A couple of thought provoking questions. OK, so maybe I should give you some background first. For those of you that dont know, I work for an Electric Utility. Our typical construction prints consist for 4 basic types of drawings:
- civil package - foundations, conduit, grounding plans
- physical package - equipment layout, outline drawings of equipment, etc
- schematic package - AC and DC schemes, control schemes, etc
- Wiring package - how to hook all the stuff together
Now I have evaluated Autocad Electrical over the last 2 weeks, and while it is very cool, and automates a ton of work, it was designed more for panel manufactures than a utility. There is so much front end work to pick out every part, manf., blah blah blah. that using it requires too much work. Our substation and Relay crews install terminal blocks, and then wire them up.

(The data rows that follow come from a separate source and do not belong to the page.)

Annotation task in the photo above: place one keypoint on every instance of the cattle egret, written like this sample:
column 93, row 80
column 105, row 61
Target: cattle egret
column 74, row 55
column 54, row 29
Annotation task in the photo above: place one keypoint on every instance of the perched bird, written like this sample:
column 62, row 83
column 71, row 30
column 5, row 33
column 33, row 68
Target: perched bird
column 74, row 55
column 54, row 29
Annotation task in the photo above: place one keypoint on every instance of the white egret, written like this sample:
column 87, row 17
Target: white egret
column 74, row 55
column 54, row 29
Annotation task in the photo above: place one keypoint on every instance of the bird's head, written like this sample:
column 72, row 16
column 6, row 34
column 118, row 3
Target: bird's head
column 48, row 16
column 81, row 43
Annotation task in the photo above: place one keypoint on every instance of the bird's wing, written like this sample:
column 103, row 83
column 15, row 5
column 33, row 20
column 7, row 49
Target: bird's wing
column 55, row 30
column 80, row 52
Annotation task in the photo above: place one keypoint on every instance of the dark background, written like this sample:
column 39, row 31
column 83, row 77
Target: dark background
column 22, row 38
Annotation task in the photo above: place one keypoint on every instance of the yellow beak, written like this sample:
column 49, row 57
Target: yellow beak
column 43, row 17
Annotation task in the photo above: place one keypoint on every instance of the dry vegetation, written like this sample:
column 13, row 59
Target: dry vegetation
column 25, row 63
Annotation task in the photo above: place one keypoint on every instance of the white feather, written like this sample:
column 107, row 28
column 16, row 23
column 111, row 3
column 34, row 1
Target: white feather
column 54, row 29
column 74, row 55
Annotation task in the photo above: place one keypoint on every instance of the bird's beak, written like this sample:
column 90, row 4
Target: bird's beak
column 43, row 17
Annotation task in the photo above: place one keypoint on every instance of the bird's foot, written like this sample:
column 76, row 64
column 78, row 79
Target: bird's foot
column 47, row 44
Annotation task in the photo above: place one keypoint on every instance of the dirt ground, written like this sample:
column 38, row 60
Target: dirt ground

Also, when I was evaluating Electrical, I was highly disappointed in that when AE inserts a contact or device, its just a stupid block, not even dynamic. Also, instead of using some wisbang magic, it cuts/trims/breaks the line you inserted it upon. Should you move the block, it doesn't fix the line. Now there might be some AutoMagic in there somewhere that will fix the line, but I didn't find it yet.
So my question for you gurus is this: (and bear in mind I haven't done much research yet) should I reinvent the wheel in .Net to insert blocks and trim the lines or do it the old out of the box way? I am all for making it uber easy with customization, but how hard might it be if the TRIM or BREAK methods aren't exposed to .Net.